Wirken wir fort bis wir, vor oder nacheinander, vom Weltgeist berufen in den Äther zurückkehren! Möge dann der ewig Lebendige uns neue Tätigkeiten, denen analog in welchen wir uns schon erprobt, nicht versagen!
    Bei tätigen Naturen, davon war Goethe überzeugt, ist die innere Zielgerichtetheit, die Entelechie mit dem Tode noch nicht verbraucht. Einer unverbrauchten Entelechie sollte, wenn es mit rechten Dingen zugeht, eine weitere Wirkungsstätte angewiesen werden. Freilich kann sich nicht jeder Hoffnung machen. Man muß schon etwas in sich haben, was eine Fortsetzung lohnt.
    Anmerkungen

Dreißigstes Kapitel
    Große politische Ereignisse werfen ihre Schatten. Untergang Napoleons
    und fragwürdige Befreiung. Das »heilige Feuer« hüten. Tribut an den
    Zeitgeist. Hafis und die Patriarchenluft. »Der West-östliche Divan«.
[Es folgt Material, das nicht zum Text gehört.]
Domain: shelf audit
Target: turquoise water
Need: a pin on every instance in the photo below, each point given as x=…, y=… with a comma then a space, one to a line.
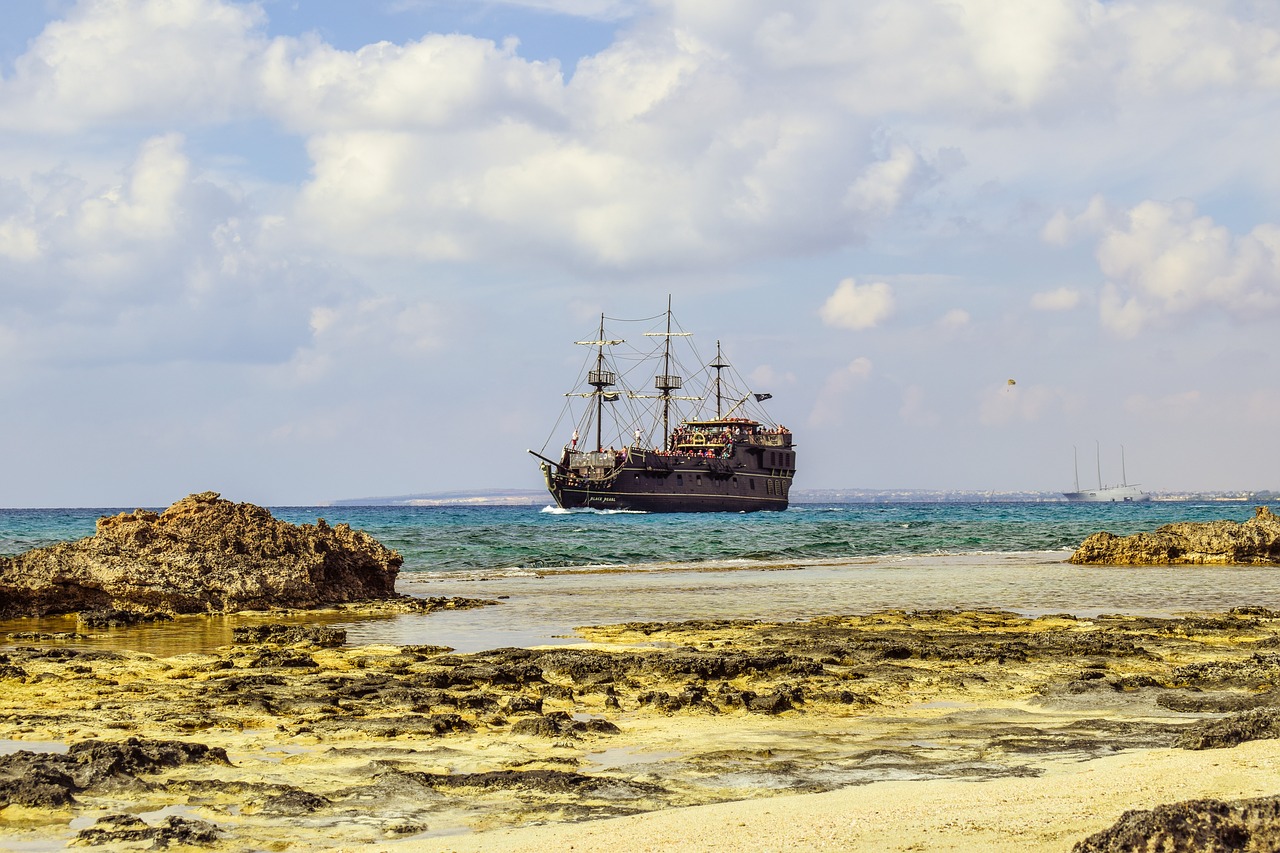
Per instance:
x=494, y=539
x=556, y=570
    Goethe und Marianne. Das lyrische Wechselspiel der Liebe.
    Während der Arbeit am zweiten und dritten Teil von »Dichtung und Wahrheit« überschlugen sich die politischen Ereignisse, denen gegenüber Goethe sich um eine stoische Haltung bemühte. Als Goethe vom Brand Moskaus hörte, schrieb er an Reinhard:
Daß Moskau verbrannt ist, tut mir gar nichts. Die Weltgeschichte will künftig auch was zu erzählen haben.
So gelassen war er in Wirklichkeit allerdings nicht. Im Briefkonzept nämlich heißt es:
Unsere Einbildungskraft weiß sie nicht zu fassen und unser Verstand nicht zurechtzulegen.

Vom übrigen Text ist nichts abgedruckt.